One-ended spanning trees and definable combinatorics

TL;DR

This paper proves the existence of Borel one-ended spanning trees in certain graphs on Polish spaces, extending previous measure-preserving results to more general settings and applications.

Contribution

It generalizes the existence of Borel one-ended spanning trees to non-measure-preserving contexts and applies this to orientations and perfect matchings in graphs.

Findings

Borel one-ended spanning trees exist generically in certain graphs.

Results extend to graphs induced by amenable groups and polynomial growth groups.

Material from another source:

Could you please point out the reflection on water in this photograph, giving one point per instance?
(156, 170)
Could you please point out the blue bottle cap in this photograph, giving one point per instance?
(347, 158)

Baire measurable perfect matchings exist in bipartite regular graphs.

Abstract

Let $(X,\tau)$ be a Polish space with Borel probability measure $\mu,$ and $G$ a locally finite one-ended Borel graph on $X.$ We show that $G$ admits a Borel one-ended spanning tree generically. If $G$ is induced by a free Borel action of an amenable (resp., polynomial growth) group then we show the same result $\mu$-a.e. (resp., everywhere). Our results generalize recent work of Tim\'ar, as well as of Conley, Gaboriau, Marks, and Tucker-Drob, who proved this in the probability measure preserving setting. We apply our theorem to find Borel orientations in even degree graphs and measurable and Baire measurable perfect matchings in regular bipartite graphs, refining theorems that were previously only known to hold for measure preserving graphs. In particular, we prove that bipartite one-ended $d$-regular Borel graphs admit Baire measurable perfect matchings.